我瞎了……這一定是我今天的工作方式不對。
樓上的,自信點,你還在做夢呢,我也在做夢。
我現在嚴重懷疑老板被奪舍了,或者那個叫沈梔的是個什么法力高強的女巫,給他下了蠱!
別說了,公關部已經炸了。我剛路過,聽見他們總監在里面咆哮:‘誰他媽告訴我這是怎么回事?!老板的公關稿,誰敢寫?!怎么寫?!寫他柔情似水還是寫他為愛癡狂?!’
哈哈哈哈哈哈哈哈哈哈哈哈哈哈哈哈!
我突然覺得,我們平時挨的罵,好像都是因為我們不是沈梔。
破案了。原來老板不是討厭我們,他只是討厭工作。
看著老板那個眼神,我哭了。他看沈梔的時候,眼里有光。他看我ppt的時候,眼里有刀。
今日金句誕生了。
整個駱氏集團,從高層到基層,陷入了一種前所未有的魔幻現實主義氛圍中。
無數員工頂著“認真工作”的表情,屏幕上開著excel表格,表格下面,卻是一個小小的直播窗口。
他們看著那個在商場上殺伐果斷、冷酷無情的神,此刻正像個忠誠的守護騎士,守護著他懷里沉睡的公主。
……
保姆車內,空氣安靜而溫暖。
沈梔在一個輕柔的顛簸中悠悠轉醒,她迷糊地眨了眨眼,首先映入眼簾的,是駱州行輪廓分明的下頜線。
她還枕在他的腿上。
“醒了?”頭頂傳來男人低沉的嗓音,帶著一絲不易察覺的沙啞。
“嗯……”沈梔坐起身,揉了揉眼睛,身上蓋著的外套滑落下來。
她拿起外套,熟練地幫他穿上,“我們到哪了?”
“快到機場了。”駱州行整理了一下被她枕得有些褶皺的褲腿,動作自然得仿佛做過千百遍。
沈梔這才后知后覺地發現,車里安靜得過分。
她扭頭一看,導演張銘和幾個工作人員都縮在車子的另一角,一個個眼觀鼻鼻觀心,努力降低自己的存在感,連呼吸都小心翼翼的。
而車里那些原本對著他們的攝像頭,不知何時,已經悄悄地轉開了角度,對準了窗外的風景。
沈梔:“……”
她小聲湊到駱州行耳邊:“他們怎么了?”
駱州行瞥了一眼那群鵪鶉似的節目組,淡淡地吐出兩個字:“怕我。”
沈梔沒忍住,笑出了聲。
她當然知道他們怕他。
可看著一群人高馬大的壯漢,被自家男朋友的氣場壓制得像一群受驚的小雞,這畫面實在有些好笑。
她重新湊近那個最近的鏡頭,對著它揮了揮手。
直播間里,原本正在欣賞“a市高速公路風光紀錄片”的觀眾們,瞬間激動了。
啊啊啊梔梔醒了!老婆貼貼!
姐夫終于舍得把鏡頭還給我們了,我剛才真以為我點錯進了什么旅游頻道!
哈哈哈哈節目組求生欲拉滿了,鏡頭都不敢對著拍!
張導:不敢拍不敢拍,怕被老板扣工資(雖然他不是我老板)。
沈梔看著彈幕,彎著眼睛笑:“不好意思呀,昨晚沒睡好,不小心睡著了。

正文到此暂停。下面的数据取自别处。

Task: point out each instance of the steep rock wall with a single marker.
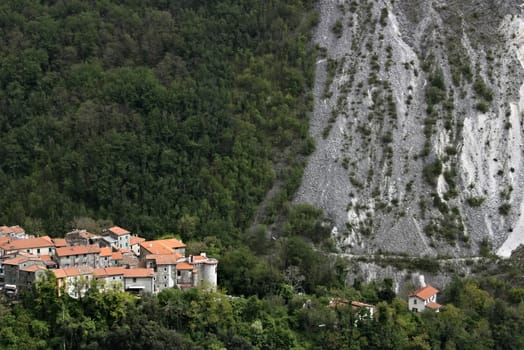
(418, 122)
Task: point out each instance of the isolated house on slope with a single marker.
(424, 298)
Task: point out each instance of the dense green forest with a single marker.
(481, 313)
(161, 116)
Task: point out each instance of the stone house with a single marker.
(33, 246)
(121, 236)
(139, 280)
(424, 298)
(165, 268)
(110, 278)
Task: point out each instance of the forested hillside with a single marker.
(163, 116)
(486, 313)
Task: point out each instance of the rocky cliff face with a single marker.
(418, 120)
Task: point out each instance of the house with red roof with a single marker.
(165, 268)
(139, 280)
(424, 298)
(78, 255)
(110, 278)
(120, 236)
(13, 266)
(34, 246)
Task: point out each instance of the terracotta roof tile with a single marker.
(59, 273)
(105, 251)
(184, 266)
(116, 256)
(433, 305)
(118, 231)
(20, 259)
(139, 272)
(77, 271)
(172, 243)
(164, 259)
(77, 250)
(156, 247)
(108, 271)
(136, 240)
(34, 268)
(30, 243)
(425, 293)
(59, 242)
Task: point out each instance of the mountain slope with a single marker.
(418, 122)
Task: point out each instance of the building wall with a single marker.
(416, 304)
(111, 282)
(92, 260)
(32, 251)
(146, 282)
(122, 241)
(165, 277)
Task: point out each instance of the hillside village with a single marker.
(116, 259)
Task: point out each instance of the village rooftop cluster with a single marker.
(116, 259)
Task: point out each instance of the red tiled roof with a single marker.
(156, 247)
(184, 266)
(118, 231)
(59, 242)
(105, 251)
(30, 243)
(164, 259)
(360, 304)
(76, 271)
(34, 268)
(172, 243)
(78, 250)
(20, 259)
(136, 240)
(59, 273)
(116, 256)
(108, 271)
(139, 272)
(424, 293)
(433, 305)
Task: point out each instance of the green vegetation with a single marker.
(481, 313)
(159, 116)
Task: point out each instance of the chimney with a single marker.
(421, 281)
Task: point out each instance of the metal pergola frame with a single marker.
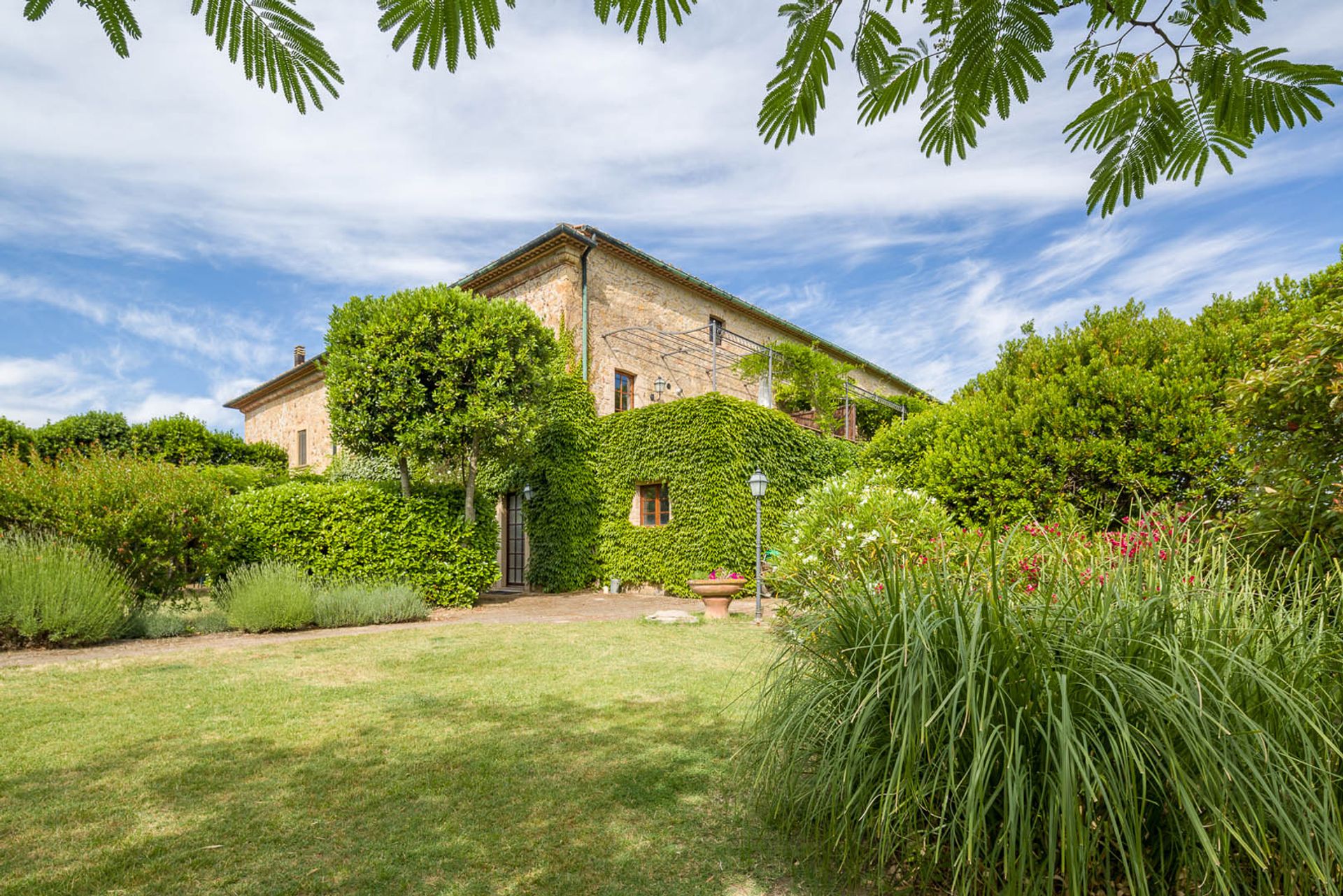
(720, 347)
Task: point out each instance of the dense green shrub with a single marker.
(162, 524)
(704, 449)
(58, 591)
(357, 529)
(845, 527)
(269, 597)
(83, 432)
(1167, 728)
(1293, 415)
(362, 604)
(183, 439)
(176, 439)
(15, 439)
(1119, 411)
(242, 477)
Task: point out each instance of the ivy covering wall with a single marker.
(704, 449)
(562, 518)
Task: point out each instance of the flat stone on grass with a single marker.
(672, 617)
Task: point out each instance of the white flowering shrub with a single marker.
(842, 529)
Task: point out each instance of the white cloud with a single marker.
(420, 176)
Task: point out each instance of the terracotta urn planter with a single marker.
(716, 594)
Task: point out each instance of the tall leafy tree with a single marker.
(1293, 417)
(1177, 85)
(436, 374)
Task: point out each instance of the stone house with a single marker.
(645, 332)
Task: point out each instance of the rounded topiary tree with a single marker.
(436, 374)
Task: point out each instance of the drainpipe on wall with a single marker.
(591, 245)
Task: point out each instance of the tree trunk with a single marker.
(470, 481)
(406, 476)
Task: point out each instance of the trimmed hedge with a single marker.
(704, 449)
(176, 439)
(162, 524)
(350, 531)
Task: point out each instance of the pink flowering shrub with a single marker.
(723, 574)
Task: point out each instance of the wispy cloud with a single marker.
(169, 162)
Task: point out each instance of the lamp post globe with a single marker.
(758, 483)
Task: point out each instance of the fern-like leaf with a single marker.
(1200, 140)
(118, 22)
(277, 46)
(906, 71)
(636, 15)
(441, 27)
(798, 90)
(873, 43)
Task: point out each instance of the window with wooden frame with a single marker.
(655, 508)
(623, 391)
(716, 328)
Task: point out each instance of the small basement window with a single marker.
(623, 391)
(655, 508)
(716, 328)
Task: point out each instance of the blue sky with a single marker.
(168, 233)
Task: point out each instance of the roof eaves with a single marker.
(754, 309)
(276, 382)
(503, 261)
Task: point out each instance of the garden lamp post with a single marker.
(758, 483)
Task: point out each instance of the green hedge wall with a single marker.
(364, 531)
(704, 449)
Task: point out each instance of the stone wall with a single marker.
(622, 292)
(300, 406)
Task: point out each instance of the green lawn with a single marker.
(575, 760)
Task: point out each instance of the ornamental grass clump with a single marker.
(269, 597)
(360, 604)
(59, 592)
(1174, 727)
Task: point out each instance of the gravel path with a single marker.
(578, 606)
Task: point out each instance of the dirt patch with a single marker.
(502, 608)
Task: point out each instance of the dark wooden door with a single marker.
(515, 543)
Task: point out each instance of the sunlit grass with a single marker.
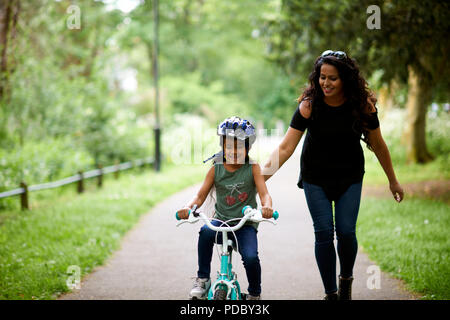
(38, 246)
(409, 240)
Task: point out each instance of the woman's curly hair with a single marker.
(355, 88)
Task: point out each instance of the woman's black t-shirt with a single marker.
(332, 156)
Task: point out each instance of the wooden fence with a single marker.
(24, 189)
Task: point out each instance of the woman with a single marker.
(338, 110)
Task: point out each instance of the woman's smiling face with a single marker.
(330, 82)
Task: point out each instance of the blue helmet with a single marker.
(237, 128)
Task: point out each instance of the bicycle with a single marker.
(226, 287)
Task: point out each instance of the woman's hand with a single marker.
(184, 213)
(267, 212)
(397, 191)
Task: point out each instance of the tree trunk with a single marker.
(5, 18)
(419, 98)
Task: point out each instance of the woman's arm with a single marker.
(266, 199)
(201, 195)
(287, 147)
(382, 153)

我們快到機場啦,第一站的旅行馬上就要開始咯。”
嘻嘻能不能詳細說說為什么沒睡好……
她話音剛落,車子緩緩停下。
機場vip通道外,節目組的另一部分工作人員早已等候在此。
車門打開,駱州行率先下車,然后轉身,極其自然地向車內的沈梔伸出手。
沈梔笑著將自己的手放進他的掌心,被他穩穩地牽了下來。
陽光下,男人身形挺拔,神情一如既往的冷淡,唯有在看向身邊女孩時,眸光才會融化。
而女孩巧笑嫣然,依賴地跟在他身側。
兩人站在一起,美好得像一幅畫。